English's version differs somewhat. She agreed that she wanted to know why someone would send a reference request to the VP of human resources. And she also agreed that she asked about the social-security program Matthews had enrolled in, although she characterized her request as being motivated more by curiosity than suspicion. English told Schwartz that she was committed to Matthews getting a job after which, she says, Schwartz began pressing his request for a reference. When English said that she could not respond to the letter over the phone, Schwartz asked why-at which point Matthews told him "we are in litigation with Ms. Matthews regarding how we respond to reference requests." English testified that it was "possible" that she said that Matthews had sued twice, but she said the exchange was more lighthearted. In the end, English told Schwartz that he would need to send in an authorization from Matthews for the reference, after which Wisconsin Energy would send the basic reference discussed above. Both sides agree that a few days later Schwartz received a confirmation that Matthews had worked at Wisconsin Energy and that she had worked as a "commercial service representative" before her reclassification as a "credit specialist."

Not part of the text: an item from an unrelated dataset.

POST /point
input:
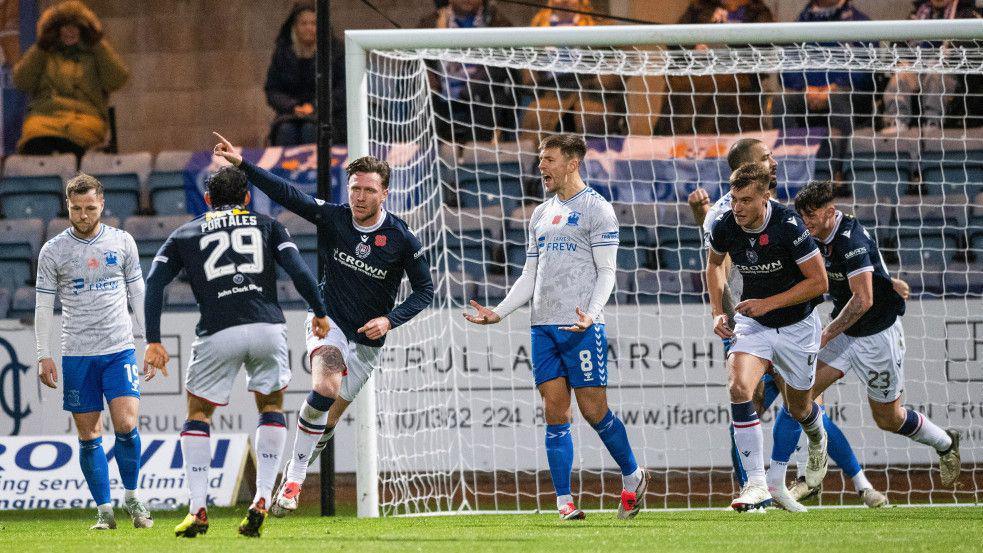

Matthews claims that the poor treatment continued when Wisconsin Energy gave her a negative reference in October 2005. She had applied for a management position at Midwest Airlines. When she received the call telling her that she had not been selected, Matthews claims that one of the stated reasons was a poor reference from Wisconsin Energy. And she suspects that similar poor references scuttled several later applications for other jobs in the Washington D.C. area as well.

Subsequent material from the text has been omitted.